Spring morning with a cold start.
Some of my poor daffodils are lying on the ground frozen in place, though the grape hyacinths and frittilaria seem to flourish in the frosty bite. I socked the two hellebore I just bought right next to the one that was a legacy plant. The new hellebore are a blue green on one side, and a ruby/ivory color on the other. I was surprised at the depth and heartiness of the roots on these plants and am excited already for next spring and these beauties' debut Chez Camp.
Our little birthday celebration was very nice. All the food was consumed and the menu turned out to be paced so easily, that we actually had time to relax a bit prior to showtime. It seemed everyone had a nice time and hung out after the dinner to continue the various conversations that were in place from geneology, local food, real estate, education, learning approaches. Now, we can get on the business of work and living until Friday's after school play event and Saturday's cast party that I am on for.
Did I talk and point you all to one of my new favorite inspirations? Probably not. As we have been watching TV (we just got one and we watch it tout en famille these days) and can get a link to YouTube, we have been watching various presentations that are made at the TED conference. Are you familiar with TED? Here's what TED says about TED;
TED is a small nonprofit devoted to Ideas Worth Spreading. It started out (in 1984) as a conference bringing together people from three worlds: Technology, Entertainment, Design. Since then its scope has become ever broader. Along with the annual TED Conference in Long Beach, California, and the TEDGlobal conference in Oxford UK, TED includes the award-winning TEDTalks video site, the Open Translation Program, the new TEDx community program, this year's TEDIndia Conference and the annual TED Prize.
The annual conferences in Long Beach and Oxford bring together the world's most fascinating thinkers and doers, who are challenged to give the talk of their lives (in 18 minutes).
These are riveting, brief and thoughtful presentations that can really jar your thinking and perceptions. I have learned so much from these talks which we have right in our living room. I encourage you to go and seek TED out. Anyway, the TED talks are on the TED site but also on YouTube. My most recent, "Oh my Goodness" moment was with Temple Grandin's talk, "The world needs all kinds of minds"
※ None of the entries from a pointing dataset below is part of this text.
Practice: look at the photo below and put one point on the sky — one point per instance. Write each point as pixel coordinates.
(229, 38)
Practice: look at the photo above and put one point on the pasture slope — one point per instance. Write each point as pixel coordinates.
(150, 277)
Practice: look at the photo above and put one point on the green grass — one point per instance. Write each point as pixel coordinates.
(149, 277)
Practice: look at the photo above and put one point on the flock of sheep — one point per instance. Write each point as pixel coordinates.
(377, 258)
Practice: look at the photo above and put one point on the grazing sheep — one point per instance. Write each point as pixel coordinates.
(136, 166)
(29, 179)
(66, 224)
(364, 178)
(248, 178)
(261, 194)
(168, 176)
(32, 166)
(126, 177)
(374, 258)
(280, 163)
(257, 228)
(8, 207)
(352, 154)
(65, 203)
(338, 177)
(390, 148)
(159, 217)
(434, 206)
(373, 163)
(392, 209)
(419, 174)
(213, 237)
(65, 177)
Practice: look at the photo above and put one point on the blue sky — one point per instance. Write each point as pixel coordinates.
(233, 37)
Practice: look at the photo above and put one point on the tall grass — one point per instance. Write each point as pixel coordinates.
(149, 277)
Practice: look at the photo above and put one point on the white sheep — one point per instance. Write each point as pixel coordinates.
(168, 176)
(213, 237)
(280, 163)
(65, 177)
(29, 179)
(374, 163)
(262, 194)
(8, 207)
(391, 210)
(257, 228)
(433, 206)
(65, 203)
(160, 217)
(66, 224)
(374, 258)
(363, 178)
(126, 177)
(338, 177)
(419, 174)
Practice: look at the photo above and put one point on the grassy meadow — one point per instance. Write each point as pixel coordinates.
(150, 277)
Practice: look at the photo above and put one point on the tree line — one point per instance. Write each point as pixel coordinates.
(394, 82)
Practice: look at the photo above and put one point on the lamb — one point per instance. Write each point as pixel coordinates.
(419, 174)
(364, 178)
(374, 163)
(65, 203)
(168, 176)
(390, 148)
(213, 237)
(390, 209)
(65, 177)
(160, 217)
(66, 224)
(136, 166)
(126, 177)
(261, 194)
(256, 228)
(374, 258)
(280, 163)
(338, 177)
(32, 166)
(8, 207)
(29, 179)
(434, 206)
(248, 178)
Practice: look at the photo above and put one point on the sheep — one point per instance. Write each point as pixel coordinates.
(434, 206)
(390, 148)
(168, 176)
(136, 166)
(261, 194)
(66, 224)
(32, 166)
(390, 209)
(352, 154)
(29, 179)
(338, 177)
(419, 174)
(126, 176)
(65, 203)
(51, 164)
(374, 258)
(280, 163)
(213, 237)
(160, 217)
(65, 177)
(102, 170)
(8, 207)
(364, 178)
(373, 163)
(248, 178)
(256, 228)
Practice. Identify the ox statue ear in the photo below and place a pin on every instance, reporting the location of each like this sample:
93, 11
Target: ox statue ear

What was startling and inspiring was Grandin talking about visual learners which I truly am. No wonder math never worked for me. Grandin is remarkable in her straight-forward, Mid-Western, matter of factness---talking about different learners, different people, the odd ones that are often in a group--explaining their oddity (and the wonderfulness of different people's approach to learning and information). Her speech is now something I deliver to all my friends and particularly to those that will hear in in my involvement with the Committee for Special Education (CPSE) at school. I wish I could tell you the story of one of my experiences but it's inappropriate to go there. However, it has helped me to get beyond the stigmas of autism, and all the other isms as everyone learns...and may learn differently from the methodology that is in place for the "norm" at school. And who is to say that the "norm" is right. I am thankful that my crash and burn in algebra was replaced with art history and mythology as this is a place that fueled my fire and was additive for my life. I thank goodness that Chemistry wasn't pushed down my throat, but extra English and Latin.
The day begins. My phone is ringing.